Reputation: 1779
Just started learning MapReduce and I have a file where there are an actor and a movie he played in (per line). I want to create a file as follows:
actor movie1, movie2, ..., movieN
i.e. a key - value file but only one line appearance of an actor and all his movies. This is no problem.
After I have this file created I want to find the actor with most movies played in as a second MR - Job. I read my new file (output of the previous Job) and simply replace (in map()
) the movies with the number. In my Reducer I just have to compare with previous result
if(numberOfRoles.get() < sum){
numberOfRoles.set(sum);
actorWithMostRoles.set(key);
}
where numberOfRoles and actorWithMostRoles are attributes of the Reducer - Class.
This works without any problems.
My output of jps:
$ jps
32347 Jps
25323 DataNode
25145 NameNode
25541 SecondaryNameNode
I know that there can be multiple Mapper & Reducer. For example Reducer_0 and Reducer_1 which will output the actor with the most movies played in. Having following data:
actor1 movie1, movie2, movie3
actor2 movie4, movie5
So Reducer_0 will get actor1 to count and thus output actor1 3 and Reducer_1 will output actor2 2. So I will have two lines instead of one (actor1) - because each Reducer has found the actor.

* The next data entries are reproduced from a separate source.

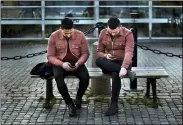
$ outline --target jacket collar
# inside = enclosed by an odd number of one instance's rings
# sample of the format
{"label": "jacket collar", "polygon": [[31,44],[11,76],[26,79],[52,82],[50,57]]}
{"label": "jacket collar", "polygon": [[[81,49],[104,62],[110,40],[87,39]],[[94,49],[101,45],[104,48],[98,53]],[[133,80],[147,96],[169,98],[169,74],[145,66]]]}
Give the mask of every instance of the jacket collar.
{"label": "jacket collar", "polygon": [[[123,28],[122,28],[122,26],[120,26],[120,30],[119,30],[119,36],[122,36],[124,34],[124,32],[123,32]],[[106,35],[110,35],[110,33],[109,33],[109,31],[107,30],[107,28],[106,28]],[[117,36],[118,36],[117,35]]]}
{"label": "jacket collar", "polygon": [[[63,33],[62,33],[62,29],[60,29],[59,31],[59,38],[60,39],[65,39],[64,36],[63,36]],[[73,29],[72,33],[71,33],[71,38],[72,40],[75,40],[76,39],[76,32],[75,32],[75,29]]]}

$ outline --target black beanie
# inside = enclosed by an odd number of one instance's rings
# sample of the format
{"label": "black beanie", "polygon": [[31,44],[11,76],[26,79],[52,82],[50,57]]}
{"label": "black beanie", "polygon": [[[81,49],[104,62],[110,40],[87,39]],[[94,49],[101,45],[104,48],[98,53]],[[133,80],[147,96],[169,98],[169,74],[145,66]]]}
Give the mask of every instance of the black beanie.
{"label": "black beanie", "polygon": [[64,18],[61,23],[61,27],[63,29],[72,29],[73,28],[73,21],[69,18]]}
{"label": "black beanie", "polygon": [[116,29],[120,25],[120,20],[116,17],[111,17],[108,20],[107,25],[110,29]]}

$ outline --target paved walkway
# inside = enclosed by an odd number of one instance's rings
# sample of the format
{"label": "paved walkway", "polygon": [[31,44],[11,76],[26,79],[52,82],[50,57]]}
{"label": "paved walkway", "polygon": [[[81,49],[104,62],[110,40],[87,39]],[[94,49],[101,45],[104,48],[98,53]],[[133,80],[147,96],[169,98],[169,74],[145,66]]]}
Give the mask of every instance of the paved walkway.
{"label": "paved walkway", "polygon": [[[182,53],[180,43],[146,45],[163,52]],[[2,45],[1,48],[1,56],[10,57],[43,51],[46,45]],[[138,66],[162,66],[170,75],[169,78],[157,80],[159,108],[151,108],[148,101],[141,99],[145,90],[138,93],[121,90],[119,112],[110,117],[104,116],[108,103],[93,99],[83,104],[82,109],[77,111],[78,116],[69,117],[55,82],[56,104],[50,110],[42,108],[44,100],[40,100],[40,97],[45,97],[45,81],[30,78],[29,72],[37,63],[44,61],[46,61],[45,54],[21,60],[1,61],[1,124],[182,124],[182,59],[180,58],[158,55],[138,48]],[[87,65],[89,64],[88,62]],[[66,82],[71,96],[75,98],[78,80],[66,79]],[[122,86],[128,84],[125,82]],[[138,79],[138,86],[145,88],[145,79]]]}

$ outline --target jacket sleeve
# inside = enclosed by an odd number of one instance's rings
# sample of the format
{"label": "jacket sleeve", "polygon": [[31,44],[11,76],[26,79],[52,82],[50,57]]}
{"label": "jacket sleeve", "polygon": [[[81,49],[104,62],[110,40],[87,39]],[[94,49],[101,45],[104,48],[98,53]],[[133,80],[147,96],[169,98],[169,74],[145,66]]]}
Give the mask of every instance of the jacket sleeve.
{"label": "jacket sleeve", "polygon": [[81,46],[81,56],[80,56],[79,60],[77,61],[77,63],[79,65],[83,65],[88,60],[88,57],[90,55],[87,40],[83,33],[82,33],[81,45],[82,45]]}
{"label": "jacket sleeve", "polygon": [[56,44],[55,44],[55,37],[52,34],[48,40],[47,45],[47,59],[53,65],[62,66],[63,62],[56,58]]}
{"label": "jacket sleeve", "polygon": [[98,57],[104,57],[105,56],[105,46],[102,43],[102,31],[99,35],[98,45],[97,45],[97,56]]}
{"label": "jacket sleeve", "polygon": [[125,46],[125,57],[122,63],[122,67],[127,69],[132,62],[134,52],[134,37],[133,33],[130,32],[126,36],[126,46]]}

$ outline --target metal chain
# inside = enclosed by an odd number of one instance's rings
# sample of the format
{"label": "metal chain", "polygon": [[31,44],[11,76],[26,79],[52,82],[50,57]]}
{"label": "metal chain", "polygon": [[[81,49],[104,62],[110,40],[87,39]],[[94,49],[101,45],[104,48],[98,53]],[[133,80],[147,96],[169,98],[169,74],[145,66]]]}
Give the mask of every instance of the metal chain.
{"label": "metal chain", "polygon": [[[89,30],[87,30],[86,32],[84,32],[84,34],[85,34],[85,35],[88,35],[89,33],[92,33],[92,32],[95,30],[95,28],[104,28],[104,27],[105,27],[104,23],[98,22],[98,23],[96,23],[96,25],[95,25],[94,27],[92,27],[92,28],[90,28]],[[141,49],[152,51],[152,52],[155,53],[155,54],[163,54],[163,55],[166,55],[166,56],[168,56],[168,57],[178,57],[178,58],[182,58],[182,55],[176,55],[176,54],[169,53],[169,52],[166,52],[166,53],[165,53],[165,52],[162,52],[162,51],[157,50],[157,49],[150,49],[149,47],[143,46],[143,45],[139,45],[139,44],[137,44],[136,42],[135,42],[135,44],[136,44],[138,47],[140,47]],[[26,56],[1,57],[1,60],[11,60],[11,59],[13,59],[13,60],[20,60],[20,59],[23,59],[23,58],[32,58],[32,57],[34,57],[34,56],[43,55],[43,54],[45,54],[45,53],[47,53],[47,50],[46,50],[46,51],[37,52],[37,53],[28,54],[28,55],[26,55]]]}
{"label": "metal chain", "polygon": [[173,53],[169,53],[169,52],[162,52],[162,51],[160,51],[160,50],[157,50],[157,49],[150,49],[149,47],[147,47],[147,46],[143,46],[143,45],[139,45],[139,44],[137,44],[137,43],[135,43],[138,47],[140,47],[141,49],[143,49],[143,50],[149,50],[149,51],[152,51],[153,53],[155,53],[155,54],[163,54],[163,55],[166,55],[166,56],[168,56],[168,57],[178,57],[178,58],[182,58],[182,55],[176,55],[176,54],[173,54]]}

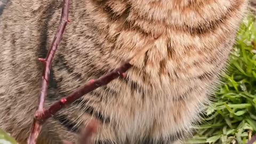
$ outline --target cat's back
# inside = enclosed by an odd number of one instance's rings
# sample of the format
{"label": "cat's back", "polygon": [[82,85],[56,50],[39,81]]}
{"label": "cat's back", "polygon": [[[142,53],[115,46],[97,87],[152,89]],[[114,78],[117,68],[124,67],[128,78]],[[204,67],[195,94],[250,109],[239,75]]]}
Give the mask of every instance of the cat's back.
{"label": "cat's back", "polygon": [[[72,22],[56,53],[47,105],[116,68],[148,39],[161,36],[125,79],[97,89],[62,111],[62,119],[72,121],[74,127],[91,116],[100,119],[84,108],[86,100],[111,120],[102,121],[105,125],[98,138],[122,142],[132,138],[136,142],[148,140],[145,138],[169,141],[198,119],[225,69],[247,4],[246,0],[71,1]],[[62,1],[4,2],[0,13],[0,126],[22,141],[37,105],[43,70],[38,58],[45,56],[57,30]],[[70,125],[54,118],[45,132],[53,134],[53,139],[74,140]],[[46,133],[43,137],[47,139]]]}

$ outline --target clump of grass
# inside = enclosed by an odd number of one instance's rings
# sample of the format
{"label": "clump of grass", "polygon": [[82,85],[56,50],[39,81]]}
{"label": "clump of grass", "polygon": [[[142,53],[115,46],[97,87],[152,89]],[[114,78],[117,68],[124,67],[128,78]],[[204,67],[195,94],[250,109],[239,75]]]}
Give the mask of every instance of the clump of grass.
{"label": "clump of grass", "polygon": [[256,22],[249,15],[238,33],[229,73],[188,143],[246,143],[256,132]]}

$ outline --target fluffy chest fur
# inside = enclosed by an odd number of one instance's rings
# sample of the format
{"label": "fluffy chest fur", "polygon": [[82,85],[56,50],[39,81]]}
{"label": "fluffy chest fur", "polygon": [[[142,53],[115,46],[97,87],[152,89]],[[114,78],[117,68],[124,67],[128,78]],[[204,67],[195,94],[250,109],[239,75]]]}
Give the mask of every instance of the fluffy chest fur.
{"label": "fluffy chest fur", "polygon": [[[51,44],[61,1],[20,3],[11,1],[0,16],[0,110],[4,111],[0,125],[24,141],[40,90],[42,67],[37,58],[45,57]],[[72,22],[55,58],[47,105],[117,67],[148,39],[161,36],[125,78],[84,95],[50,119],[39,141],[75,141],[78,130],[92,117],[102,124],[97,143],[173,143],[188,134],[218,83],[247,1],[73,0],[70,4]]]}

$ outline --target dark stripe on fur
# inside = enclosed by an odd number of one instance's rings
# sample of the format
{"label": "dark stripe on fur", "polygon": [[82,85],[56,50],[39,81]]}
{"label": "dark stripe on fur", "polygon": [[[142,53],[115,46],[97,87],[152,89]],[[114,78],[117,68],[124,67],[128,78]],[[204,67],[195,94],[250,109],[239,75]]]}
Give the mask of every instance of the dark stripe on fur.
{"label": "dark stripe on fur", "polygon": [[[65,49],[65,48],[64,48]],[[69,66],[67,61],[65,59],[63,55],[60,54],[56,59],[56,66],[59,70],[66,70],[74,78],[82,81],[82,74],[74,72],[74,68]]]}
{"label": "dark stripe on fur", "polygon": [[138,92],[141,94],[141,98],[143,99],[145,97],[145,93],[142,86],[140,85],[137,82],[132,81],[128,76],[125,78],[119,78],[123,82],[126,83],[131,89],[131,92]]}
{"label": "dark stripe on fur", "polygon": [[79,130],[79,126],[77,123],[69,119],[66,115],[58,114],[53,116],[53,118],[58,121],[62,125],[66,127],[69,131],[77,133]]}
{"label": "dark stripe on fur", "polygon": [[214,76],[212,74],[209,73],[205,73],[201,76],[198,76],[198,78],[200,79],[200,80],[204,81],[211,79],[213,78],[213,76]]}
{"label": "dark stripe on fur", "polygon": [[10,2],[9,0],[0,0],[0,15],[3,13],[5,6],[9,2]]}
{"label": "dark stripe on fur", "polygon": [[[91,93],[91,94],[92,94],[92,93]],[[80,98],[73,102],[73,105],[77,105],[79,106],[81,109],[83,110],[84,113],[90,115],[93,115],[95,118],[100,120],[101,122],[104,123],[109,123],[110,121],[110,117],[104,116],[100,111],[95,110],[93,107],[88,106],[88,100]]]}
{"label": "dark stripe on fur", "polygon": [[226,13],[223,14],[218,19],[210,21],[207,23],[202,23],[197,27],[191,27],[189,26],[185,25],[182,27],[178,27],[175,26],[174,29],[182,29],[183,31],[188,31],[192,35],[200,35],[210,34],[211,31],[216,30],[220,27],[225,25],[226,21],[233,18],[231,15],[234,11],[238,10],[241,6],[241,3],[243,3],[242,1],[236,0],[232,2],[232,6],[228,7]]}

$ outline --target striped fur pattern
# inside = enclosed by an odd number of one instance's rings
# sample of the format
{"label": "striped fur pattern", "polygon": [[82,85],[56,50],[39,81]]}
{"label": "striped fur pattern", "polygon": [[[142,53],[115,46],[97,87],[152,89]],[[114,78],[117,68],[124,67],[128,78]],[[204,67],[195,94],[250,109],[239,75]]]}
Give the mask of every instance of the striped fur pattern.
{"label": "striped fur pattern", "polygon": [[[3,0],[2,0],[3,1]],[[24,143],[62,0],[9,0],[0,15],[0,127]],[[161,37],[125,78],[51,118],[38,143],[77,142],[92,118],[94,143],[181,143],[225,72],[246,0],[73,0],[51,73],[49,106]]]}

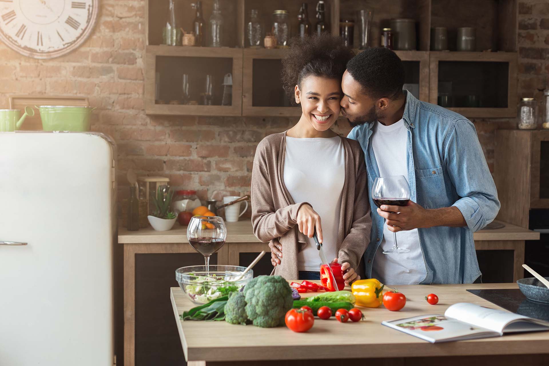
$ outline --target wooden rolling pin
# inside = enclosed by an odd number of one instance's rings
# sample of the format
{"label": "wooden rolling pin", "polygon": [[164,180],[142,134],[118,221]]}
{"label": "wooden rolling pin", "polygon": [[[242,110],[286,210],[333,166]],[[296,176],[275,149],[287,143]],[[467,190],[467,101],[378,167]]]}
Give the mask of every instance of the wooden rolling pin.
{"label": "wooden rolling pin", "polygon": [[220,209],[222,209],[223,207],[227,207],[227,206],[231,206],[233,204],[238,203],[239,202],[242,202],[243,201],[247,201],[250,199],[250,195],[247,194],[244,197],[240,197],[238,199],[234,200],[232,202],[229,202],[228,204],[225,204],[224,205],[221,205],[221,206],[218,206],[215,207],[216,210],[219,210]]}

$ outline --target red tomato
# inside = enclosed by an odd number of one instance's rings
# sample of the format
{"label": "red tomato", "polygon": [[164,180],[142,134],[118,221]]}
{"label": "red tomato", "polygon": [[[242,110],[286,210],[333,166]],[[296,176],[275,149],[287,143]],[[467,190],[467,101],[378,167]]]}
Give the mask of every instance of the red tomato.
{"label": "red tomato", "polygon": [[360,311],[360,309],[354,307],[349,311],[349,318],[353,322],[360,322],[364,319],[364,316],[362,315],[362,312]]}
{"label": "red tomato", "polygon": [[307,310],[290,309],[286,313],[284,318],[286,326],[294,331],[301,333],[307,331],[315,324],[315,317],[312,313]]}
{"label": "red tomato", "polygon": [[329,319],[332,316],[332,309],[327,306],[321,306],[318,308],[318,311],[316,312],[316,314],[321,319],[326,320]]}
{"label": "red tomato", "polygon": [[425,297],[425,300],[432,305],[434,305],[439,302],[439,297],[434,294],[429,294]]}
{"label": "red tomato", "polygon": [[347,323],[349,320],[349,312],[345,309],[338,309],[335,312],[335,319],[340,323]]}
{"label": "red tomato", "polygon": [[193,217],[193,214],[192,212],[187,212],[186,211],[182,211],[179,213],[177,215],[177,221],[179,221],[179,224],[183,226],[187,226],[191,222],[191,219]]}
{"label": "red tomato", "polygon": [[311,308],[310,307],[309,307],[309,306],[307,306],[306,305],[305,305],[305,306],[302,306],[302,307],[300,307],[300,308],[300,308],[300,309],[301,309],[301,310],[306,310],[307,311],[310,311],[310,312],[311,312],[311,313],[312,312],[312,309],[311,309]]}
{"label": "red tomato", "polygon": [[406,297],[396,290],[394,291],[388,291],[383,294],[383,306],[391,311],[400,310],[406,303]]}

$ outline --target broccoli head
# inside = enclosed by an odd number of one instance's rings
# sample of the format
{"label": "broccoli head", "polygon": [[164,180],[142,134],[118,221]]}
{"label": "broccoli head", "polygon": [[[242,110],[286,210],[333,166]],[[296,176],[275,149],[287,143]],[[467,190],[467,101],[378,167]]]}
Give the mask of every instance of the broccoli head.
{"label": "broccoli head", "polygon": [[294,303],[290,285],[281,276],[257,276],[247,284],[244,294],[248,318],[262,328],[284,324]]}
{"label": "broccoli head", "polygon": [[225,321],[232,324],[246,325],[246,300],[242,292],[231,292],[225,305]]}

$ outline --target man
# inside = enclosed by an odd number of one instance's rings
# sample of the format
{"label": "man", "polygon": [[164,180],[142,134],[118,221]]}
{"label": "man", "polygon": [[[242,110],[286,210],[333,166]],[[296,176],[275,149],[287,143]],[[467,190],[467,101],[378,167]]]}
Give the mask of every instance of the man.
{"label": "man", "polygon": [[[417,100],[404,83],[402,61],[384,48],[356,56],[341,82],[341,113],[364,151],[369,192],[376,178],[390,176],[404,176],[410,188],[407,206],[372,210],[366,277],[389,285],[480,281],[473,233],[495,218],[500,202],[475,127]],[[390,232],[410,252],[382,252],[393,246]]]}

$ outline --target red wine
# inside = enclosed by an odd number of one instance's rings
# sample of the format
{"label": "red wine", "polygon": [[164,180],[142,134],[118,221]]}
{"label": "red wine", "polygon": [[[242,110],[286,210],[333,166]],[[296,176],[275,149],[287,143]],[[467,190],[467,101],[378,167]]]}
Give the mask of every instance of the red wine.
{"label": "red wine", "polygon": [[380,209],[382,205],[406,206],[410,200],[409,198],[374,198],[374,203]]}
{"label": "red wine", "polygon": [[194,238],[189,239],[191,246],[204,256],[211,256],[223,246],[225,241],[215,238]]}

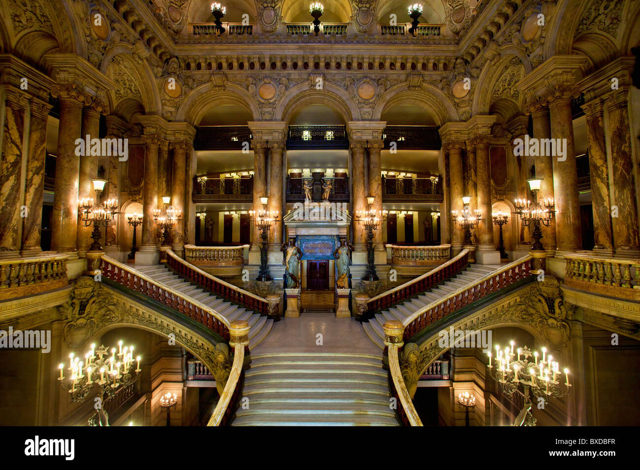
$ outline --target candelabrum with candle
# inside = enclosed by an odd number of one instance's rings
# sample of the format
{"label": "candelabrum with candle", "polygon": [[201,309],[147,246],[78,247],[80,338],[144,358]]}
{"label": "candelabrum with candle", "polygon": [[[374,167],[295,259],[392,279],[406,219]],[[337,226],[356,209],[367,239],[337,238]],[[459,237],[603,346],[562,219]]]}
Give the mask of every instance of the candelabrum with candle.
{"label": "candelabrum with candle", "polygon": [[457,223],[460,228],[465,231],[465,240],[463,244],[471,244],[471,230],[477,226],[478,223],[482,220],[482,214],[479,209],[476,209],[473,212],[469,208],[469,203],[471,202],[470,196],[463,196],[462,203],[463,205],[462,210],[458,212],[457,210],[452,210],[451,215],[453,217],[454,223]]}
{"label": "candelabrum with candle", "polygon": [[422,6],[419,3],[415,3],[409,7],[409,17],[412,19],[411,27],[409,28],[409,34],[415,35],[415,31],[418,29],[418,19],[422,14]]}
{"label": "candelabrum with candle", "polygon": [[553,220],[556,215],[556,206],[554,199],[545,199],[541,203],[538,201],[538,192],[540,191],[540,184],[542,182],[541,178],[532,178],[527,180],[529,183],[529,189],[533,192],[533,203],[531,201],[525,201],[522,199],[515,200],[516,214],[520,216],[522,224],[528,227],[530,224],[533,224],[533,231],[531,237],[533,238],[533,245],[531,246],[532,250],[543,251],[545,247],[540,242],[542,238],[542,231],[540,230],[540,225],[545,227],[549,226],[551,221]]}
{"label": "candelabrum with candle", "polygon": [[562,370],[559,363],[553,360],[553,356],[547,354],[546,348],[542,348],[541,358],[537,351],[532,353],[526,345],[516,349],[513,341],[509,345],[504,351],[500,346],[496,346],[495,357],[493,358],[490,351],[487,367],[505,395],[509,398],[518,396],[521,400],[516,398],[516,402],[524,402],[523,412],[525,409],[527,411],[522,423],[518,425],[535,426],[536,418],[531,411],[532,399],[538,402],[542,398],[546,405],[550,397],[562,398],[566,395],[572,387],[569,383],[569,370]]}
{"label": "candelabrum with candle", "polygon": [[476,406],[476,397],[468,391],[458,396],[458,402],[465,407],[465,426],[469,425],[469,409]]}
{"label": "candelabrum with candle", "polygon": [[369,196],[367,198],[367,204],[369,208],[364,213],[361,210],[356,212],[355,221],[360,225],[364,226],[367,231],[367,272],[362,278],[365,281],[378,281],[378,273],[376,272],[376,257],[373,253],[374,230],[377,230],[380,223],[387,220],[387,212],[383,210],[378,214],[373,209],[373,203],[375,198]]}
{"label": "candelabrum with candle", "polygon": [[166,410],[167,426],[171,426],[171,409],[175,406],[177,402],[178,397],[175,393],[172,395],[170,392],[167,392],[160,397],[160,406]]}
{"label": "candelabrum with candle", "polygon": [[256,214],[255,210],[249,211],[249,219],[253,223],[255,230],[260,231],[260,237],[262,240],[262,247],[260,249],[260,271],[258,272],[257,281],[271,281],[271,274],[267,265],[267,249],[269,247],[269,231],[273,224],[277,224],[279,214],[276,210],[275,214],[267,211],[267,203],[269,198],[261,196],[260,202],[262,205],[262,210]]}
{"label": "candelabrum with candle", "polygon": [[503,260],[508,258],[506,251],[504,251],[504,240],[502,239],[502,226],[507,223],[509,220],[509,214],[502,212],[494,212],[493,214],[493,225],[497,225],[500,231],[500,241],[498,245],[498,249],[500,250],[500,257]]}
{"label": "candelabrum with candle", "polygon": [[104,409],[105,402],[140,377],[141,358],[140,356],[134,357],[133,349],[133,346],[123,349],[120,341],[118,349],[111,348],[109,355],[109,350],[104,345],[96,349],[95,345],[92,344],[91,350],[84,354],[84,361],[82,357],[72,352],[69,354],[68,367],[63,363],[58,366],[60,375],[58,380],[72,402],[81,402],[94,389],[97,390],[100,403],[96,409],[97,420],[94,418],[90,422],[108,426],[109,416]]}
{"label": "candelabrum with candle", "polygon": [[133,240],[131,242],[131,253],[127,255],[127,259],[136,259],[136,252],[138,251],[138,246],[136,245],[136,229],[138,226],[142,223],[142,214],[134,212],[131,215],[127,217],[127,223],[133,227]]}
{"label": "candelabrum with candle", "polygon": [[175,224],[182,220],[182,211],[176,210],[173,206],[169,205],[171,198],[168,196],[163,196],[162,202],[164,205],[164,214],[163,215],[160,209],[155,209],[154,210],[154,221],[163,230],[162,244],[166,246],[170,244],[169,237],[171,230]]}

After I have described my doing I have following question:
Either I don't understand how it works (with multiple reducer - in a cluster) or I have to do synchronisation somehow?
Upvotes: 1
Views: 88
Reputation: 12840
In the second MR Job read your new file (output of the previous Job)
and change your MR to like this below
Mapping Phase :
Read each actor and their movie count and output it with a special key "max" and value pair of actor name and their movie count like this one
output key = "max"
output value = ("actor", movieCount)
Reducing Phase :
You will get all of the actor and his movie count as value list in a single reducer so just find the max movie count from the value list
input key = "max"
input value = [("actor",movie_count), ("actor",movie_count) ...]
output key = "most movies played"
output value = max_value
Upvotes: 0
Reputation: 8995
Yes, you understand how it works.
You will need another map reduce job to finish it up for you in this setup.
or, just use a single reducer and be done with it!
Upvotes: 1